Dalam perbincangan singkat, seorang kawan bertanya, ”Siapa sih yang benar?”
Agar kawan itu tambah penasaran, saya jawab sekenanya saja, ”Nanti sampean akan tahu sendiri di akhirat!”
Akan tetapi, kawan itu lalu berargumentasi bahwa saat ini sulit menemukan lontaran publik yang betul-betul keluar dari lubuk hati yang tulus dan jujur tanpa kepentingan-kepentingan. Kawan itu mengutip teori dramaturginya Erving Goffman tentang ”panggung depan” dan ”panggung belakang”.
Orang, kata Goffman, cenderung bermain sandiwara. Apa yang menjadi lontaran di ruang publik (panggung depan) bisa berbeda dengan apa yang sesungguhnya terjadi di panggung belakang. Kalau ditempatkan di dalam konteks perdebatan tersebut, setiap pihak memiliki agenda sendiri, ingin kelihatan bagus di ruang publik meskipun di belakang bisa saja sama-sama tidak bagus.

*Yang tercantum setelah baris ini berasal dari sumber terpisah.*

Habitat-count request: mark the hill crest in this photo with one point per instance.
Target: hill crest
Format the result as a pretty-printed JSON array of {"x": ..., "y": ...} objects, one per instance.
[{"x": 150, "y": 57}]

Saya memang tidak sampai pada kesimpulan sebagaimana dikemukakan oleh kawan itu bahwa para pejabat dan tokoh publik itu lebih banyak bermain sandiwara. Akan tetapi, yang berpendirian seperti itu bisa jadi tidak hanya kawan itu. Kalau ini yang terjadi, itu berarti terdapat keraguan tidak hanya terhadap perilaku para pejabat, tetapi juga kepada para tokoh publik itu. Kalau sudah demikian, kita lalu percaya kepada siapa lagi?
Posisi
Munculnya perbedaan tentang permasalahan-permasalahan publik yang berujung pada kesimpulan tentang ada atau tidaknya kebohongan publik tidak lepas dari titik tolak yang berbeda. Contohnya saja dalam memahami jumlah orang miskin. Ukuran yang dipakai pemerintah dengan yang dipakai para pengkritiknya berbeda.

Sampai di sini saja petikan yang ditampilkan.